さぁ~、浮き足立ってまいりましたぁ。
パソコンに向かって原稿を作成しているとスマホが震えた。キーボードを叩く手を一旦止め確認する。メッセージが届いたようだった。そのまま通知をタップしアプリのトーク画面を開く。
送信してきたのは紺野先輩だった。最新メッセージは、立てた親指の絵文字のみ。私も履歴の先鋒・ニコちゃんマークで感謝を伝える。
今年入社した会社は、締切さえ守れるのであれば割となんでもいいという社風で、時勢も追い風となり自宅で仕事をこなすライターが多い。二つ年上の紺野先輩もその一人で、顔をつき合わせていたのはOJTで指導してもらった最初のうちで、ある程度仕事を任せてもらえるようになってからは会社が推奨するテレワークに移行した。
出社しなくなったとてお世話になっているのには変わりなく、今も書き上げた原稿はまず紺野先輩に目を通して厳しくチェックしてもらっている。
紺野先輩は二つしか年が違わないのに、文句なしに「仕事ができる人」で、私は生まれて初めて憧れる人に出会った。入社早々こんな人に出会えるなんて、私は本当に運が良い。
紺野先輩をはじめとする社員とのやりとりは基本トークアプリを介してだ。メールですらない。

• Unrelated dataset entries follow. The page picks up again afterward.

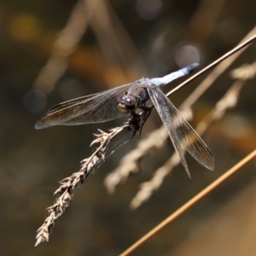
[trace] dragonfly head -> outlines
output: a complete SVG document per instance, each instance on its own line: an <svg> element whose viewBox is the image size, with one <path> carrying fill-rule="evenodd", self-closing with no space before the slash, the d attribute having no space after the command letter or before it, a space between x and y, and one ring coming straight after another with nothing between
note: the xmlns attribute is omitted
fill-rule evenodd
<svg viewBox="0 0 256 256"><path fill-rule="evenodd" d="M117 108L119 111L128 113L136 108L137 100L131 96L122 96L118 98Z"/></svg>

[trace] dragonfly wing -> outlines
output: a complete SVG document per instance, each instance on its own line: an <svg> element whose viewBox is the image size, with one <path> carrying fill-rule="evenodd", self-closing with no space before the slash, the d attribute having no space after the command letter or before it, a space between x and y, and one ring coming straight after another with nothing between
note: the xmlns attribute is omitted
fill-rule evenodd
<svg viewBox="0 0 256 256"><path fill-rule="evenodd" d="M124 116L117 108L117 99L125 94L132 84L77 98L53 107L38 120L36 129L53 125L76 125L102 123Z"/></svg>
<svg viewBox="0 0 256 256"><path fill-rule="evenodd" d="M181 116L178 110L159 86L149 84L148 91L173 143L183 165L189 172L184 151L187 150L199 163L209 170L214 169L213 157L207 146Z"/></svg>

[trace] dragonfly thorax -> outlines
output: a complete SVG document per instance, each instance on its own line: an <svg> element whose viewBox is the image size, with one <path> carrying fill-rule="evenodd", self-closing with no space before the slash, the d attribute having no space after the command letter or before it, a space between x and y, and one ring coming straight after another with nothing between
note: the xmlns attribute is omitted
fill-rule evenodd
<svg viewBox="0 0 256 256"><path fill-rule="evenodd" d="M128 113L134 110L137 99L133 96L122 96L118 98L118 109L122 113Z"/></svg>

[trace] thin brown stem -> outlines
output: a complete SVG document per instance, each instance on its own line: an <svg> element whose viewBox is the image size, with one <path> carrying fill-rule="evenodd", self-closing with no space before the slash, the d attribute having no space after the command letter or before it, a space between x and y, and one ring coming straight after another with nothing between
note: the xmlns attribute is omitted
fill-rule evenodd
<svg viewBox="0 0 256 256"><path fill-rule="evenodd" d="M214 181L212 184L203 189L201 192L197 194L195 197L189 200L187 203L183 205L179 209L171 214L167 218L162 221L160 224L158 224L155 228L150 230L148 234L139 239L136 243L134 243L131 247L130 247L127 250L120 254L120 256L126 256L131 254L136 249L137 249L141 245L143 245L145 241L147 241L149 238L154 236L159 231L160 231L163 228L165 228L167 224L172 223L177 217L181 216L183 212L188 211L190 207L192 207L195 203L197 203L200 200L204 198L207 195L208 195L214 189L218 187L222 183L230 178L233 174L241 170L241 168L253 160L256 157L256 149L253 150L251 154L246 156L243 160L241 160L239 163L227 171L224 174L223 174L220 177L218 177L216 181Z"/></svg>

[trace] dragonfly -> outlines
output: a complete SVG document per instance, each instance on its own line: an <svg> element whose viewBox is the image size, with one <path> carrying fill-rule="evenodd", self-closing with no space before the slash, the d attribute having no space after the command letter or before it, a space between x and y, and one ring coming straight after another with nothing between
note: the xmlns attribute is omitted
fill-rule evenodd
<svg viewBox="0 0 256 256"><path fill-rule="evenodd" d="M134 127L135 132L141 132L154 107L189 177L190 174L184 157L186 151L203 166L213 170L214 160L211 151L160 89L174 79L190 73L197 66L194 63L162 78L141 79L57 104L36 123L35 129L102 123L129 113L131 126ZM152 106L146 105L149 100L153 102ZM143 114L138 114L138 110Z"/></svg>

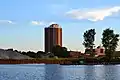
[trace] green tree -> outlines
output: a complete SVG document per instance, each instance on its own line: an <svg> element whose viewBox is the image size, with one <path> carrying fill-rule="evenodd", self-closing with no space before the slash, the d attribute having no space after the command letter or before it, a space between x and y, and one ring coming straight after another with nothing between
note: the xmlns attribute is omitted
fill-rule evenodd
<svg viewBox="0 0 120 80"><path fill-rule="evenodd" d="M56 45L52 49L52 53L57 57L69 57L69 52L66 47Z"/></svg>
<svg viewBox="0 0 120 80"><path fill-rule="evenodd" d="M106 57L110 60L112 58L113 53L115 52L118 41L119 34L115 34L113 30L107 28L103 31L102 34L102 44L105 48Z"/></svg>
<svg viewBox="0 0 120 80"><path fill-rule="evenodd" d="M83 37L84 37L84 41L83 41L83 45L85 46L86 50L85 53L93 53L93 47L94 47L94 41L95 41L95 29L90 29L87 30ZM89 49L88 49L89 48Z"/></svg>

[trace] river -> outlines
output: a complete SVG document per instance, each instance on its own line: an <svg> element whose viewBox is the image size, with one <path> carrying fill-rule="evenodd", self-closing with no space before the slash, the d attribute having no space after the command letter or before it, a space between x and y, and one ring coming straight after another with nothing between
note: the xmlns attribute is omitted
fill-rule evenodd
<svg viewBox="0 0 120 80"><path fill-rule="evenodd" d="M120 80L120 65L0 65L0 80Z"/></svg>

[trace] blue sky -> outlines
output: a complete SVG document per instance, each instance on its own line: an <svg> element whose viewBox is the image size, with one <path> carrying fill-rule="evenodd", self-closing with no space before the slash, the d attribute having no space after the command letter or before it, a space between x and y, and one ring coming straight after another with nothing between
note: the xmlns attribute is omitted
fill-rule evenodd
<svg viewBox="0 0 120 80"><path fill-rule="evenodd" d="M0 48L44 50L44 27L58 23L63 46L84 51L84 31L96 29L97 46L102 30L120 33L119 21L119 0L0 0Z"/></svg>

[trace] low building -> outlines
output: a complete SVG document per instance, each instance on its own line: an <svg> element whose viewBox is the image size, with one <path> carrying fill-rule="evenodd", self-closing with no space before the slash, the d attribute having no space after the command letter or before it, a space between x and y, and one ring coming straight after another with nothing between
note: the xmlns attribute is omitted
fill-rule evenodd
<svg viewBox="0 0 120 80"><path fill-rule="evenodd" d="M82 53L79 51L70 51L69 54L70 54L70 57L72 58L79 58L82 55Z"/></svg>

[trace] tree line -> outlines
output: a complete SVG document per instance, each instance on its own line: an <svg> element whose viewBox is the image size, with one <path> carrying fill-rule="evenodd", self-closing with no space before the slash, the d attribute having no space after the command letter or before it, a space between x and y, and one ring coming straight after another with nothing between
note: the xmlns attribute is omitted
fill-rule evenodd
<svg viewBox="0 0 120 80"><path fill-rule="evenodd" d="M86 48L85 53L89 53L91 55L94 54L93 48L95 46L94 44L95 35L96 35L95 29L90 29L84 32L83 45ZM118 46L118 41L119 41L119 34L115 34L114 30L110 28L103 30L101 42L102 42L102 46L105 49L106 58L108 60L112 59L113 54Z"/></svg>

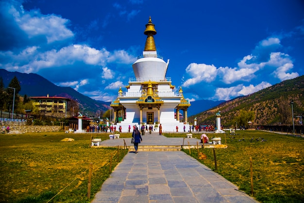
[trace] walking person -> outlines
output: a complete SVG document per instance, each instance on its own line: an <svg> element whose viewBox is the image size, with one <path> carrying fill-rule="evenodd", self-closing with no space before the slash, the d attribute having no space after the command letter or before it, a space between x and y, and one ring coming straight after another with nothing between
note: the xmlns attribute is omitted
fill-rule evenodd
<svg viewBox="0 0 304 203"><path fill-rule="evenodd" d="M138 128L137 127L135 128L135 130L133 131L132 137L134 137L134 148L135 148L135 153L137 153L138 149L138 144L140 143L141 141L142 142L140 132L138 131Z"/></svg>
<svg viewBox="0 0 304 203"><path fill-rule="evenodd" d="M163 133L163 127L162 127L162 124L159 124L159 127L158 128L159 129L159 135L162 135L162 133Z"/></svg>

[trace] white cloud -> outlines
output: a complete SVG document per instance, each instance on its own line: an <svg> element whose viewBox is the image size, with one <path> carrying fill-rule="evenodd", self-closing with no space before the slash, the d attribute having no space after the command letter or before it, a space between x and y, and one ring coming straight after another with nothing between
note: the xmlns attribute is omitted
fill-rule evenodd
<svg viewBox="0 0 304 203"><path fill-rule="evenodd" d="M102 73L101 78L105 79L112 79L114 77L115 73L111 69L108 68L107 67L102 68Z"/></svg>
<svg viewBox="0 0 304 203"><path fill-rule="evenodd" d="M84 79L82 80L79 83L79 85L80 86L85 85L87 85L89 84L89 81L88 79Z"/></svg>
<svg viewBox="0 0 304 203"><path fill-rule="evenodd" d="M237 93L239 95L248 95L270 86L271 86L271 84L270 83L262 82L256 86L254 86L253 85L250 85L247 86L243 86L242 89Z"/></svg>
<svg viewBox="0 0 304 203"><path fill-rule="evenodd" d="M130 55L124 50L116 50L109 56L107 59L108 62L115 62L117 63L129 64L134 62L136 58Z"/></svg>
<svg viewBox="0 0 304 203"><path fill-rule="evenodd" d="M270 37L262 40L260 44L263 47L267 47L274 44L280 44L280 39L277 37Z"/></svg>
<svg viewBox="0 0 304 203"><path fill-rule="evenodd" d="M118 91L118 89L119 88L119 87L121 87L123 85L122 82L116 81L114 83L112 83L111 84L109 85L108 86L106 86L104 88L104 89L117 89L117 91Z"/></svg>
<svg viewBox="0 0 304 203"><path fill-rule="evenodd" d="M271 85L268 82L263 82L256 86L250 85L246 86L243 84L240 84L230 87L218 88L216 90L214 96L211 99L227 101L235 97L252 94Z"/></svg>
<svg viewBox="0 0 304 203"><path fill-rule="evenodd" d="M21 7L20 12L13 6L10 13L21 29L30 38L45 36L49 43L64 40L74 36L73 33L67 28L69 20L54 14L44 15L39 10L25 11Z"/></svg>
<svg viewBox="0 0 304 203"><path fill-rule="evenodd" d="M213 65L204 64L190 64L186 68L186 73L191 77L182 85L183 87L189 87L202 81L211 82L214 80L217 75L217 68Z"/></svg>
<svg viewBox="0 0 304 203"><path fill-rule="evenodd" d="M66 82L64 83L60 83L58 84L59 86L69 87L71 86L75 86L78 85L78 81Z"/></svg>
<svg viewBox="0 0 304 203"><path fill-rule="evenodd" d="M109 52L104 49L98 50L86 45L72 45L58 51L52 50L40 53L38 48L27 48L17 54L11 51L0 51L0 55L6 56L7 60L11 60L11 63L5 65L8 70L18 66L19 71L30 73L51 67L71 65L76 62L89 65L103 66L109 55ZM21 65L21 63L26 64Z"/></svg>
<svg viewBox="0 0 304 203"><path fill-rule="evenodd" d="M293 64L287 63L278 68L276 70L272 73L277 78L281 81L286 80L292 79L297 77L299 77L299 73L297 72L292 72L288 73L287 72L293 68Z"/></svg>
<svg viewBox="0 0 304 203"><path fill-rule="evenodd" d="M76 85L76 87L74 88L76 91L78 91L79 89L79 87L85 85L89 84L89 81L88 79L84 79L80 81L80 82Z"/></svg>
<svg viewBox="0 0 304 203"><path fill-rule="evenodd" d="M188 100L189 102L194 102L195 101L195 99L194 98L192 98L192 99L186 98L186 99L187 100Z"/></svg>

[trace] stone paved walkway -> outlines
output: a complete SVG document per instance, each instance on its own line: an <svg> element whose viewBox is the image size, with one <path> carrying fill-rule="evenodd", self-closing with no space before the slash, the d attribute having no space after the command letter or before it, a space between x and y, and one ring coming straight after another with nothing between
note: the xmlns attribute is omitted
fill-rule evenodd
<svg viewBox="0 0 304 203"><path fill-rule="evenodd" d="M168 145L173 139L156 134L145 135L143 138L139 148L158 142ZM182 142L183 139L180 139ZM196 143L197 140L192 139L196 140ZM121 139L111 141L121 142ZM117 146L116 144L113 146ZM104 182L92 202L258 202L195 159L177 151L130 152Z"/></svg>

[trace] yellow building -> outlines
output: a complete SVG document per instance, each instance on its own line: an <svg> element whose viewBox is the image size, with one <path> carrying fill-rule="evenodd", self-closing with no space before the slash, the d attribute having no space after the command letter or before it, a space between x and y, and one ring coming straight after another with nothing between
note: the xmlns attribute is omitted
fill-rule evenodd
<svg viewBox="0 0 304 203"><path fill-rule="evenodd" d="M66 97L46 96L31 97L34 108L40 114L55 117L67 117L68 102L71 100Z"/></svg>

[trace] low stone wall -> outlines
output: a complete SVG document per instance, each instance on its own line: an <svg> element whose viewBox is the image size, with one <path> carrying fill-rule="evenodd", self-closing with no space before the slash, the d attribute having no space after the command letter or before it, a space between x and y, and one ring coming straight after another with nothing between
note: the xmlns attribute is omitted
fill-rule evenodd
<svg viewBox="0 0 304 203"><path fill-rule="evenodd" d="M1 129L2 126L10 126L9 134L58 132L60 130L60 126L58 126L26 125L25 122L1 121Z"/></svg>

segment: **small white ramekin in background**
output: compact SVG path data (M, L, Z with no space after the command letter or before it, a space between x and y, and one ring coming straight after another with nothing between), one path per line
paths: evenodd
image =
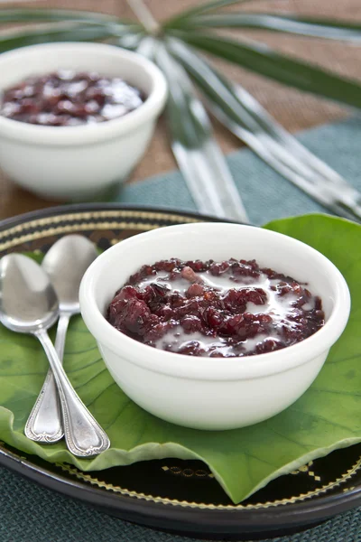
M43 126L0 116L4 172L40 196L84 201L125 180L142 158L166 101L166 81L135 52L102 43L50 43L0 55L0 95L28 77L60 69L121 77L147 97L127 115L94 125Z
M138 342L104 314L133 273L170 257L255 258L261 266L307 282L321 297L326 323L297 344L244 358L186 356ZM84 276L80 305L106 367L135 403L180 425L231 429L278 414L306 391L347 324L350 297L335 266L301 241L252 226L196 223L136 235L106 250Z

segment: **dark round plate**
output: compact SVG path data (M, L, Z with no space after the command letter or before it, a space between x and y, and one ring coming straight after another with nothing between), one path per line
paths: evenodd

最初のうちはテキストを一文字一文字失礼のないよう丁寧に入力していた。でも職業柄時間に追われるのが常で、少しでも入力や校正に時間を割くため文面は簡素になっていった。
最終的には紺野先輩やさらにそれより上の人たちが多用していることと気安いテキストトーク甘え、絵文字を使うようになった。
もう一本の記事も書き上げ、入念に読み直してから社内の共有クラウドにアップ。これで紺野先輩に原稿完成の報告をすればレスポンスが来る。ファイル名と期日を伝え一息つこうと飲み物を取りに席を立った。
カップ片手に戻ったたところで、スマホの振動音がかすかに聞こえた。もしかしてもう見てくれた? 相変わらず仕事が早いと尊敬しつつ、負けないように早速アプリを確認すると、赤いハートマークが一つ。思わず目を大きくして凝視してしまう。なんだなんだと僅かに混乱したところで画面が更新される。
【ごめんさっきのは間違い 記事OKです】
なんだ間違いか。焦った。
そこでさらに機械音が追加された。スマホからではない。手首に巻いた時計からの通知だ。そうして穏やかに聞こえる慇懃な女性の声。
<安静時にもかかわらず心拍数が上昇しています。医療機関での診察を……>
本来は「不安や恐れで落ち着きを失う」の意。